The 51-year-old began using drugs — mainly crack cocaine — roughly two decades ago. Now a regular at the Queen Street E. centre where Harper works, Boyer grew up in a home with alcoholic parents and an abusive father. Not everyone understands that experience, he explained.
“When I’m around my people, I feel safe and at ease,” he said. “When I’m not, I’m on edge, and have my guard up.”
‘We know mainstream approaches don’t work’
Research shows “mainstream” approaches don’t work well for Indigenous families, noted Jeffrey Schiffer, executive director at Indigenous non-profit Native Child and Family Services of Toronto.
While he said the city is behind the times when it comes to co-developing strategies with the Indigenous community, Schiffer also praised Toronto Public Health for the new “proactive” direction.
“We’re also at a point where we’re recognizing that Indigenous approaches and tools are beneficial to all people,” he said.
The strategy report, heading to the board of health for approval later this month, stresses the legacy of trauma facing Indigenous residents today — from child protective services interventions to the ongoing crisis of missing and murdered Indigenous women.
Fringe programming in care settings is not enough, the report continues, because healing can only come when non-Indigenous people are allies “rather than accomplices in continued cultural degradation.”
To implement the strategy, Toronto Public Health has pledged to dedicate an Indigenous staff resource to work with the city in collaboration with Indigenous service providers and community members, wrote de Villa in a note introducing the report to the board of health for its Feb. 25 meeting.
But with many of the recommendations hinging on funding from higher levels of government, some question what can be accomplished.
“How is it going to be implemented? What are the resources behind it?” Schiffer asked.

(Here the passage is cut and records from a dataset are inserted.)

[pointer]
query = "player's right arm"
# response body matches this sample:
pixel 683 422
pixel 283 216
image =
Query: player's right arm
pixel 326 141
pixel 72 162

In particular, it’s unclear how receptive the province would be to the calls for funding and support.
While federal Health Minister Ginette Petitpas Taylor has previously said overdose prevention sites “save lives,” Premier Doug Ford claimed the sites offer little long-term help for people with addictions while on the campaign trail last year.
Once elected, his government announced a freeze on the expansion of overdose prevention sites, despite calls from harm reduction workers and Mayor John Tory for a scaling-up of efforts instead.
It was only in late October that the Ford government announced it will keep funding supervised drug consumption sites, but their focus will change to help users receive treatment and get rehabilitated. And as recently as late last month, some sites were unsure if the province would accept their funding applications.
Against that backdrop, Harper also wonders about the strategy’s future.
Standing outside the jam-packed health centre where he works, he said one thing is clear: Drug use is affecting Toronto’s Indigenous communities at a far higher rate than non-Indigenous groups, meaning the city’s approach needs to shift before the crisis gets worse.
“Every Indigenous person I know who works in social work will have a relative come into their space,” Harper said. “A non-Indigenous person will work their whole life — and never have a family member walk in their door.”